Au réveil, Amzil, écœuré qu’on puisse lui faire pareil coup, crie au scandale mais ne soupçonne pas une seconde mon implication dans cette affaire. Il accuse le groom, mécontent, à qui il avait refusé de donner un pourboire.

Amzil out, Terro in… Du moins c’est ce que je pensais.

Le coach décide en définitive de déployer une formation à 3 défenseurs, ne comptant ni sur Amzil ni sur moi. J’accepte sa résolution mais l’envie de lui coller un poing final dans la brioche me ronge.

Le match débute sur les chapeaux de roue et les Jordaniens plantent but sur but. 2-0 à la mi-temps sans la moindre réaction de mes partenaires, spectateurs passifs de notre culbute. Le coach a décidé de se passer de mes services, mais combien de temps tiendra-t-il sans mes sévices ?

15 minutes après la reprise, Khermaj, sauvant le ballon du 3 – 0 sur sa ligne, se blesse en se cognant le genou contre le poteau.

Khermaj out, Terro in… Pour de bon cette fois-ci.
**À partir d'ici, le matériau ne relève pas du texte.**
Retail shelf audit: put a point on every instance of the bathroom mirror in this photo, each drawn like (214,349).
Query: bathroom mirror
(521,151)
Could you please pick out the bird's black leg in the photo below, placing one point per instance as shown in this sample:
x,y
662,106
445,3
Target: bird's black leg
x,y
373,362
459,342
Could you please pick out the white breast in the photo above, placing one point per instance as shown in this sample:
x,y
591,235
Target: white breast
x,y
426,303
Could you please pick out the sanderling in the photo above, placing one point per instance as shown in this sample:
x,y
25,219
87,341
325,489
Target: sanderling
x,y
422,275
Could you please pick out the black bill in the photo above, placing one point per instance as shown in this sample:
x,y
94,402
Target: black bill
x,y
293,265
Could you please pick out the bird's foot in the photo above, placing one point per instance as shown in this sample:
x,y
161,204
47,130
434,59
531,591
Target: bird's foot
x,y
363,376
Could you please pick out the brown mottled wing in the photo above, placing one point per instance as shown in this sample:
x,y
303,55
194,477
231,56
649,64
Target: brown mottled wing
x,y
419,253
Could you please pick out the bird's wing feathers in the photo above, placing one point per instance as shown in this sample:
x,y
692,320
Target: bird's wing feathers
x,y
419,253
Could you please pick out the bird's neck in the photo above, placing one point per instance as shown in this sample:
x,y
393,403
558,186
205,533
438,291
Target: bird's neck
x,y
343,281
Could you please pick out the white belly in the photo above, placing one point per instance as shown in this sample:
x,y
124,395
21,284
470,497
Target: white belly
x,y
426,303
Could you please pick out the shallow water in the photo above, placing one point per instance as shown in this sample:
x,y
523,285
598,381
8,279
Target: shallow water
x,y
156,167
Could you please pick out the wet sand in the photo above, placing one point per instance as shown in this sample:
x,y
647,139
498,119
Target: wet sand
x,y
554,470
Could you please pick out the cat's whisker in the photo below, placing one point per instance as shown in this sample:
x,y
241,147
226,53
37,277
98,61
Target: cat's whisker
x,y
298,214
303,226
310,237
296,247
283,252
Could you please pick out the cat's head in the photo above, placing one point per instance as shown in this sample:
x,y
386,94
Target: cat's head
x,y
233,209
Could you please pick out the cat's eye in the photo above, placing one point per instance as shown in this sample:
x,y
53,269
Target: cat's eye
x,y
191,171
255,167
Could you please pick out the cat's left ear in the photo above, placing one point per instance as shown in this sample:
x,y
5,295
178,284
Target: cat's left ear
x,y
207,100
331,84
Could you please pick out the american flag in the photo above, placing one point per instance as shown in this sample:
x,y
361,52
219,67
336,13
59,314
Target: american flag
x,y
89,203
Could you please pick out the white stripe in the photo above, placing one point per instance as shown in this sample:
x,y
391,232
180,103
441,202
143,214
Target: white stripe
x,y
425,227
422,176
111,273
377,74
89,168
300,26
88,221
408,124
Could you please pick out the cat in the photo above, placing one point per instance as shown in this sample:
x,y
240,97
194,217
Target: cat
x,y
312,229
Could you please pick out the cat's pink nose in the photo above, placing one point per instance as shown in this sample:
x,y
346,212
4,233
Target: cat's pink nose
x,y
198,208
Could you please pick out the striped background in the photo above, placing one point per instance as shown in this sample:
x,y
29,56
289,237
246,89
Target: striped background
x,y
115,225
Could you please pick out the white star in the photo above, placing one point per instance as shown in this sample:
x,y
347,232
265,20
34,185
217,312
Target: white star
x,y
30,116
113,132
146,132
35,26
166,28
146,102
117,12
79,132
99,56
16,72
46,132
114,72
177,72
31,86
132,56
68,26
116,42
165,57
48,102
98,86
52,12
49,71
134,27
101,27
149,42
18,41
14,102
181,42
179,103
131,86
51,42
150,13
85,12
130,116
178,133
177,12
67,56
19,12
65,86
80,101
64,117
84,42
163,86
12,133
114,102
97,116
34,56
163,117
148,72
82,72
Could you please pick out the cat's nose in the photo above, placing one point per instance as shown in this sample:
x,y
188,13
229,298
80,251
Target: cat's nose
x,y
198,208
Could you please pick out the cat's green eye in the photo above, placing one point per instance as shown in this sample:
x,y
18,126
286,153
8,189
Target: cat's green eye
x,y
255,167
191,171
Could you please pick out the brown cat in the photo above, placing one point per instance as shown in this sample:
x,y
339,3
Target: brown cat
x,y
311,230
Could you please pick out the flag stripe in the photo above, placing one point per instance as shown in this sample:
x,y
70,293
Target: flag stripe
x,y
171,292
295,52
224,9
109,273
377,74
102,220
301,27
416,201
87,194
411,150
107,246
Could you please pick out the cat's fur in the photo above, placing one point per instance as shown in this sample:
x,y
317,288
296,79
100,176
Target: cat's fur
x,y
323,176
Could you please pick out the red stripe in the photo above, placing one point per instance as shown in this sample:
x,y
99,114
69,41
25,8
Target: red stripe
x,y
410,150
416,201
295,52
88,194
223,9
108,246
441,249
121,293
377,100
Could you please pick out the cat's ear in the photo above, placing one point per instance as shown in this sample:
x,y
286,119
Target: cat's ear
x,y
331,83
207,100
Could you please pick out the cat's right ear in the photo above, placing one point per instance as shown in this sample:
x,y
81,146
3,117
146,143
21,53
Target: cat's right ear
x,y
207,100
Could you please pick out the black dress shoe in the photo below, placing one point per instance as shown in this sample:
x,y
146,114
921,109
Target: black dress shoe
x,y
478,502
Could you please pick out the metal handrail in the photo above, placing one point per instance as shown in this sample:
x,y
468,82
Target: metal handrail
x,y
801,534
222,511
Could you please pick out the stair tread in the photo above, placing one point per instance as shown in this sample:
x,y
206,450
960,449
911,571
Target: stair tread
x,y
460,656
Aussitôt la pelouse foulée, mon aura transcendante ne laissant personne indifférent, je sens mes équipiers insufflés d’une grinta exceptionnelle. Rapidement, on remonte la pente. 2 – 1 puis 2 – 2. Malgré quelques assauts, rien ne passe, je tiens la baraque comme Achik tient son ring.   

Satisfait de cette remontée inespérée, on fait tourner en défense, privant les Jordaniens de la chique. Je la file continuellement en retrait au gardien, qui la passe au défenseur gauche, lequel me la rend. Ce jeu en triangle agace particulièrement nos adversaires qui jettent toutes leurs forces dans le pressing, au point de me faire rater une passe, peu appuyée, récupérée par l’attaquant d’Al Nashama et glissée en toute facilité dans les filets. 3 – 2 à la dernière minute.

Aussitôt, je m’en prends à notre keeper, fautif d’indolence. Le ton monte rapidement entre nous et je finis par lui asséner un coup de boule. L’arbitre m’expulse illico prétextant le non-respect de l’éthique sportive. Je ne connais pourtant aucune loi m’interdisant de frapper mon propre partenaire. Enragé, je fonce sur l’arbitre. Sans les interventions musclées de la moitié de mon équipe, j’aurais pris mes jambes à son cou. Dans la cohue, je parviens à choper le carton rouge tombé des mains de Si l7akam, et le mange. Cela me calme légèrement. Je quitte le terrain en rembarrant tout le monde et en shootant de toute mon énergie dans les panneaux publicitaires. 

J’éteins mon téléphone et me terre dans le bar de l’hôtel. J’ai grand besoin de passer cette soirée en solitaire, une mise aux verres est nécessaire.